Concepts and terminology

 

 

A plug is the movable connector attached to an electrically operated device, and the socket is fixed on equipment or a building structure and connected to an energised electrical circuit. The plug is a male connector with protruding pins that match the openings and female contacts in a socket. Some plugs have female contacts that are used only for an earth ground connection. Some plugs have built-in fuses for safety.
To reduce the risk of electric shock, plug and socket systems have safety features in addition to the recessed contacts of the energised socket. These may include plugs with insulated sleeves, recessed sockets, or automatic shutters to block socket apertures when a plug is removed.
A socket may be surrounded by a decorative or protective cover which may be integral with the socket.
Single-phase sockets have two current-carrying connections to the power supply circuit, and may also have a third pin for a safety connection to earth ground.

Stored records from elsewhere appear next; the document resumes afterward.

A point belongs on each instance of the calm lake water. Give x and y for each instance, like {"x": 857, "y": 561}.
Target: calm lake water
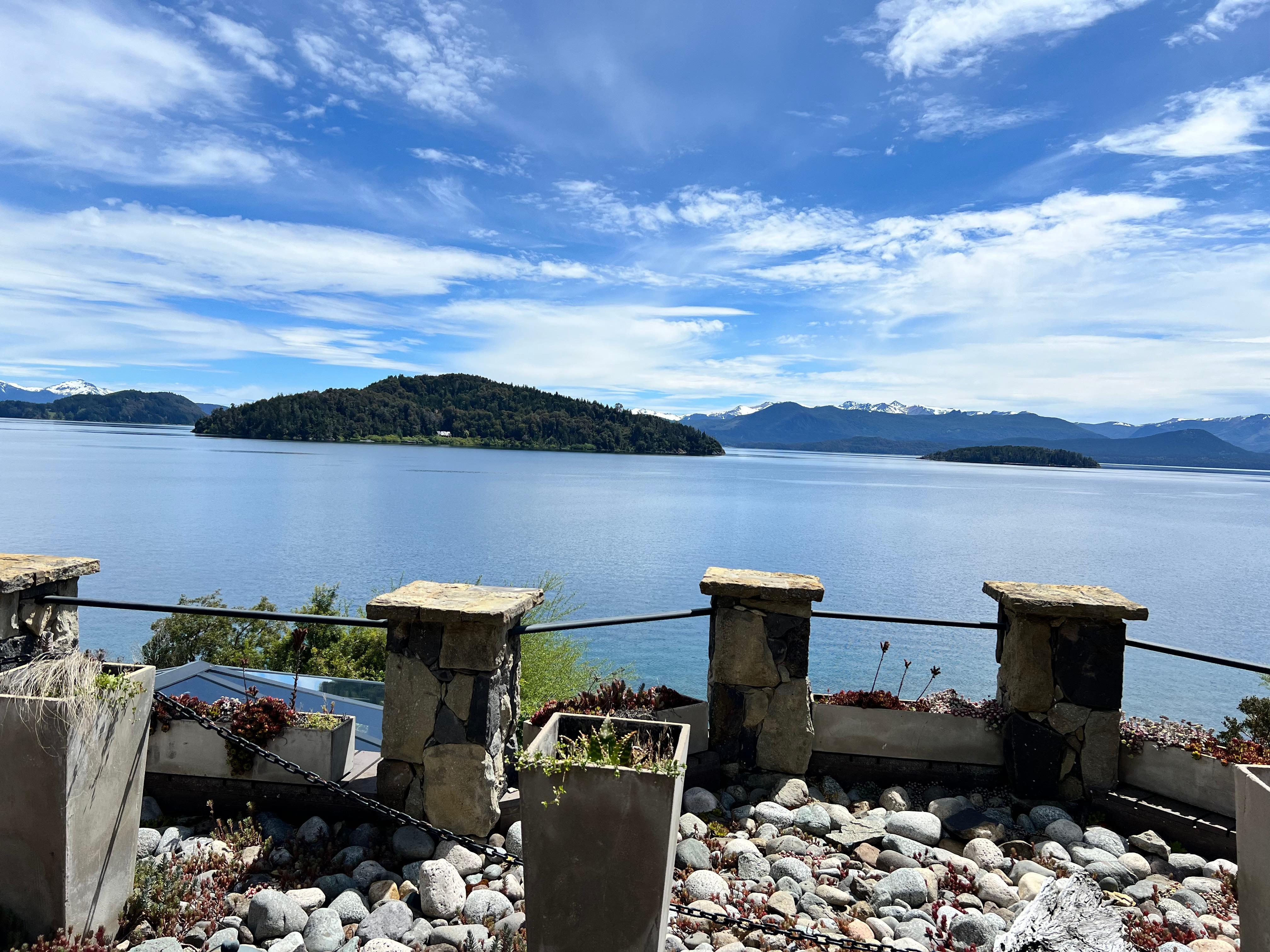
{"x": 169, "y": 513}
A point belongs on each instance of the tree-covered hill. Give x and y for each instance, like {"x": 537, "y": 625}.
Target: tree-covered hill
{"x": 1018, "y": 456}
{"x": 121, "y": 407}
{"x": 472, "y": 411}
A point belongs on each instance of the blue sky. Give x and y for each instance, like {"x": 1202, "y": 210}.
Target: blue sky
{"x": 1047, "y": 205}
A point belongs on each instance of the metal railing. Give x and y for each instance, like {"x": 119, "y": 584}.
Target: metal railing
{"x": 606, "y": 622}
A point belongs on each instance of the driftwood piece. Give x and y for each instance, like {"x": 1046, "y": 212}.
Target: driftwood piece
{"x": 1067, "y": 917}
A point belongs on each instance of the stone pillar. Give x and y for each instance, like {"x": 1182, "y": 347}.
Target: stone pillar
{"x": 1061, "y": 649}
{"x": 760, "y": 699}
{"x": 451, "y": 700}
{"x": 28, "y": 629}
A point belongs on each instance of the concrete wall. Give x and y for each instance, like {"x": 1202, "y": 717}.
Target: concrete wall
{"x": 70, "y": 807}
{"x": 1253, "y": 820}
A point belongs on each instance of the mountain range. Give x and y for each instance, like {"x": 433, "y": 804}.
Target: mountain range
{"x": 48, "y": 395}
{"x": 903, "y": 429}
{"x": 69, "y": 388}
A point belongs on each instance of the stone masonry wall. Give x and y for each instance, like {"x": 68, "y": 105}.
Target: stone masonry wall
{"x": 28, "y": 629}
{"x": 451, "y": 702}
{"x": 759, "y": 692}
{"x": 1061, "y": 654}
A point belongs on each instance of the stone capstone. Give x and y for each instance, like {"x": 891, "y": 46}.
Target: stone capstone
{"x": 412, "y": 696}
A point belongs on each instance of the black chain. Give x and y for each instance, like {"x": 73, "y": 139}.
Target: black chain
{"x": 496, "y": 852}
{"x": 817, "y": 937}
{"x": 404, "y": 819}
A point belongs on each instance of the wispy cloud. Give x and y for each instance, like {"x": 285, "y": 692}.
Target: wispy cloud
{"x": 513, "y": 163}
{"x": 945, "y": 116}
{"x": 249, "y": 45}
{"x": 1216, "y": 121}
{"x": 139, "y": 106}
{"x": 431, "y": 56}
{"x": 957, "y": 36}
{"x": 1225, "y": 17}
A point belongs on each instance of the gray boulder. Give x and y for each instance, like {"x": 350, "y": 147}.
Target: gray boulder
{"x": 793, "y": 867}
{"x": 1187, "y": 865}
{"x": 699, "y": 800}
{"x": 1107, "y": 840}
{"x": 487, "y": 903}
{"x": 916, "y": 825}
{"x": 370, "y": 873}
{"x": 693, "y": 855}
{"x": 275, "y": 915}
{"x": 813, "y": 819}
{"x": 441, "y": 889}
{"x": 513, "y": 843}
{"x": 335, "y": 884}
{"x": 775, "y": 814}
{"x": 324, "y": 932}
{"x": 350, "y": 907}
{"x": 411, "y": 843}
{"x": 458, "y": 936}
{"x": 975, "y": 931}
{"x": 464, "y": 860}
{"x": 907, "y": 885}
{"x": 1086, "y": 855}
{"x": 148, "y": 842}
{"x": 751, "y": 866}
{"x": 313, "y": 832}
{"x": 389, "y": 921}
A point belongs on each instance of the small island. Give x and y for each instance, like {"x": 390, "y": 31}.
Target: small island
{"x": 1016, "y": 456}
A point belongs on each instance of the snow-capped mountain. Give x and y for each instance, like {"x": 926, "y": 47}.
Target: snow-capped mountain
{"x": 895, "y": 407}
{"x": 742, "y": 411}
{"x": 48, "y": 395}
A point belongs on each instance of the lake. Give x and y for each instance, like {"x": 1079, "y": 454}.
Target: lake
{"x": 169, "y": 513}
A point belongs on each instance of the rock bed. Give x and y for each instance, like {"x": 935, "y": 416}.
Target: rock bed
{"x": 326, "y": 888}
{"x": 921, "y": 870}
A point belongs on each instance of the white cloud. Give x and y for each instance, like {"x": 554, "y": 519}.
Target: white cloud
{"x": 1216, "y": 121}
{"x": 115, "y": 285}
{"x": 945, "y": 116}
{"x": 513, "y": 163}
{"x": 957, "y": 36}
{"x": 249, "y": 45}
{"x": 606, "y": 211}
{"x": 601, "y": 348}
{"x": 135, "y": 107}
{"x": 432, "y": 58}
{"x": 1225, "y": 17}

Depending on the supply system, one or both current-carrying connections may have significant voltage to earth ground.
When commercial electric power was first introduced in the 1880s, it was used primarily for lighting. Other portable appliances (such as vacuum cleaners, electric fans, smoothing irons, and curling-tong heaters) were connected to light-bulb sockets.
As early as 1885 a two-pin plug and wall socket format was available on the British market. By about 1910 the first three-pin earthed (grounded) plugs appeared. Over time other safety improvements were gradually introduced to the market. The earliest national standard for plug and wall socket forms was set in 1915.